Gudea de Lagash (2144 a.C. a 2124 a.C.), é provavelmente o segundo governante mais
conhecido da Mesopotâmia, a seguir a Assurbanipal. A cidade-estado que governou foi uma das
mais importantes cidades mesopotâmicas. O seu reinado foi documentado durante cerca de 11
anos. Gudea manteve consistentemente o título de ensi (governante ou administrador em
sumério) em vez de lugal (rei). Só numa das suas numerosas estátuas é que é descrito como rei.
O título que dispunha, não era de forma alguma menor do que o de rei.

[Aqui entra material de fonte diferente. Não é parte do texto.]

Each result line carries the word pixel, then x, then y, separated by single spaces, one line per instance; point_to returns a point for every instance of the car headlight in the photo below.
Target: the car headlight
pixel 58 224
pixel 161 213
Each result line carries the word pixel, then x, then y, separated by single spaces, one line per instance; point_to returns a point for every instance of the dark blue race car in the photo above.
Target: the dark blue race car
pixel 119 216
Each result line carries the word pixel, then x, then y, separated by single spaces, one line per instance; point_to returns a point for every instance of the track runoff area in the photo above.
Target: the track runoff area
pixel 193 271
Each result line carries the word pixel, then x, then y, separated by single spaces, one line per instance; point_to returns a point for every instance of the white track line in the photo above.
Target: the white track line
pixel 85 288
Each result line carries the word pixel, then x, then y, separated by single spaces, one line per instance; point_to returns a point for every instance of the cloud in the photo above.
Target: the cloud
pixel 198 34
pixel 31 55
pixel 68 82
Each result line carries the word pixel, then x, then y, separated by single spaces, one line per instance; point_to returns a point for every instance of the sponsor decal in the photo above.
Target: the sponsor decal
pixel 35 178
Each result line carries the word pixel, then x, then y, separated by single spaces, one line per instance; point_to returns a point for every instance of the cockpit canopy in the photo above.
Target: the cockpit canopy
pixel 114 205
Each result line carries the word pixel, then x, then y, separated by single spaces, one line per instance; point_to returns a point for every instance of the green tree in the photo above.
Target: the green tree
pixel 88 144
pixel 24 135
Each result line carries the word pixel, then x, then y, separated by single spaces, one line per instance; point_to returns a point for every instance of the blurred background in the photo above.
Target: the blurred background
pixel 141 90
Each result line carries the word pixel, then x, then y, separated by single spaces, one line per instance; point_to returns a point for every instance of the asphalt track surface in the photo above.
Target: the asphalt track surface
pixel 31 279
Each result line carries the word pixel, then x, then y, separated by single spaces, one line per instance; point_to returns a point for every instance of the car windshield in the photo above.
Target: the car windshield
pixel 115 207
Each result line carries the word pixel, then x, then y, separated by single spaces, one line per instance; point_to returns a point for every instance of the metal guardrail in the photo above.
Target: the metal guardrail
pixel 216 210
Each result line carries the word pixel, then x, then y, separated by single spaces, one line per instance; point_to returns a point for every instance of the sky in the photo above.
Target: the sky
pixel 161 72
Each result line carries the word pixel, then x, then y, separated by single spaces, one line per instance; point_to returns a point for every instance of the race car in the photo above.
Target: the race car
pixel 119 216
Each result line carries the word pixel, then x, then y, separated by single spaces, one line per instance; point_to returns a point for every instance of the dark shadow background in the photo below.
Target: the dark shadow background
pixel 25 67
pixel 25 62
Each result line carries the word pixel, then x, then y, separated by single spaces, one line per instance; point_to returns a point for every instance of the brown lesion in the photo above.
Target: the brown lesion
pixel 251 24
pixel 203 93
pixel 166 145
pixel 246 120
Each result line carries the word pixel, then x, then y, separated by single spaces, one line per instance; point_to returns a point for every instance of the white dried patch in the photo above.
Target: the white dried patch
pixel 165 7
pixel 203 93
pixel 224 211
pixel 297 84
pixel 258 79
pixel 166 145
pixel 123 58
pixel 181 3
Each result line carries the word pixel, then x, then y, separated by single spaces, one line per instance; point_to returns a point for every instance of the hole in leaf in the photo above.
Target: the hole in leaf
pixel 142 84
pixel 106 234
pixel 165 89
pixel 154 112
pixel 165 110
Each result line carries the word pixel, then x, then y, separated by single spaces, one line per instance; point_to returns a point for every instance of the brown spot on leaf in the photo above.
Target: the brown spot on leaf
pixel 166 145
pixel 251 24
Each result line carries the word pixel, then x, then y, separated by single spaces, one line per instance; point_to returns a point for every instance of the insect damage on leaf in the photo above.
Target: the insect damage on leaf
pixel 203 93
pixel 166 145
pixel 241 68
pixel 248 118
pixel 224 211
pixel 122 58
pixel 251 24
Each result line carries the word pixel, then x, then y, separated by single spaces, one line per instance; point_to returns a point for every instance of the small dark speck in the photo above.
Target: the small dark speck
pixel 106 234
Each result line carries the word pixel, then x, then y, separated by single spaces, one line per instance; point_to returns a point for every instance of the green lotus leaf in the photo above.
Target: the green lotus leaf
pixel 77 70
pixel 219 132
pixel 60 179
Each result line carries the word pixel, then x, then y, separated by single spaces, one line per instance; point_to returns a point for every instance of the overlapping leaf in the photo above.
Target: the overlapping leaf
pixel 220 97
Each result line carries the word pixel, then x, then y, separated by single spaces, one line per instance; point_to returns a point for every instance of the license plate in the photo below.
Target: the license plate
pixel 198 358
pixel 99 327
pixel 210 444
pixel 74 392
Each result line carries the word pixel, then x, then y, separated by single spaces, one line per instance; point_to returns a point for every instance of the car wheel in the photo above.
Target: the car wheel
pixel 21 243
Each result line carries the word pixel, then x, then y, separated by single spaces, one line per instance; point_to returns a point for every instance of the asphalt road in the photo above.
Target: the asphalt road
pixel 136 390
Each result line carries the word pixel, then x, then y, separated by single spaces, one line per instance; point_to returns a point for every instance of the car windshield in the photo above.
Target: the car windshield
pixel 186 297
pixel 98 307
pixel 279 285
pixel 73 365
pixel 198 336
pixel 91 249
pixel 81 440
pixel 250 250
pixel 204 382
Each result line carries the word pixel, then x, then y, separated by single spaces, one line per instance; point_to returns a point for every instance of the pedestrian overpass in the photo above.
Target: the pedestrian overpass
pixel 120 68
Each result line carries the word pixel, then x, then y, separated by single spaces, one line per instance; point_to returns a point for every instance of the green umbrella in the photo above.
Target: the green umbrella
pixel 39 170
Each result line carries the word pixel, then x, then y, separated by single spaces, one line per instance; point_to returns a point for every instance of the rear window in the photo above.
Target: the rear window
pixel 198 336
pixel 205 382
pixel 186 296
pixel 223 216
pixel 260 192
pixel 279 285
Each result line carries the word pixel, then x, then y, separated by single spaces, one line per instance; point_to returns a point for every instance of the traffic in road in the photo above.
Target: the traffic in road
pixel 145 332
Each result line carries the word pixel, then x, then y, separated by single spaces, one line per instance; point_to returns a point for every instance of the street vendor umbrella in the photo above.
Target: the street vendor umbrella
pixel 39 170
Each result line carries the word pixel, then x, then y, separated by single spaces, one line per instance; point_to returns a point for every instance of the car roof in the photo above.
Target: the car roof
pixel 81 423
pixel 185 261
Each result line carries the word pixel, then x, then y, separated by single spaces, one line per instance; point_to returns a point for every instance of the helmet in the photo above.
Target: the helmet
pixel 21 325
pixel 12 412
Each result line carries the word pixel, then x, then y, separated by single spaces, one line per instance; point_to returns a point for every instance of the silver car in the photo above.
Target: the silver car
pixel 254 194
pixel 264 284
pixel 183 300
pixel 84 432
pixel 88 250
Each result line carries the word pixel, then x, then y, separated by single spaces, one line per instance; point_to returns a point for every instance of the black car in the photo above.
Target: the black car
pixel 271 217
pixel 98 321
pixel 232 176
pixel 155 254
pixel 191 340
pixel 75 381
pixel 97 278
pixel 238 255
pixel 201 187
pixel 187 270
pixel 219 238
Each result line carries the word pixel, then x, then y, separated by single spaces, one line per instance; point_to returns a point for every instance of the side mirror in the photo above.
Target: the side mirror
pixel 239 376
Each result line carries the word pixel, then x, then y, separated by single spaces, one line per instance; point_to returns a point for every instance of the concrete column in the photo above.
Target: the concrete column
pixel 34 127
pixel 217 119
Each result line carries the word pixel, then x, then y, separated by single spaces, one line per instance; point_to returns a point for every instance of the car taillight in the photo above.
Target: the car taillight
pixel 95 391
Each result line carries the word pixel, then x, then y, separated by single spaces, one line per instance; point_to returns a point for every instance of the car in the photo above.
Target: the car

Antes pelo contrário,
como ensi, ocupava o topo da hierarquia administrativa da sua cidade. Esta prática de diferentes
tradições na nomenclatura era comum na Mesopotâmia. Independentemente disso, é durante o
seu governo que as esculturas se tornam indissociáveis da escrita. A quantidade de inscrições que
nelas começam a aparecer é privilégio de todos os que ocupam um lugar de topo e ali são
manifestadas as suas vontades e preocupações. Estas figuras incluem também dedicatórias e
descrições do material de que eram feitas, sabendo-se, por isso, que a diorite era uma pedra
altamente valorizada, destinada principalmente à realeza.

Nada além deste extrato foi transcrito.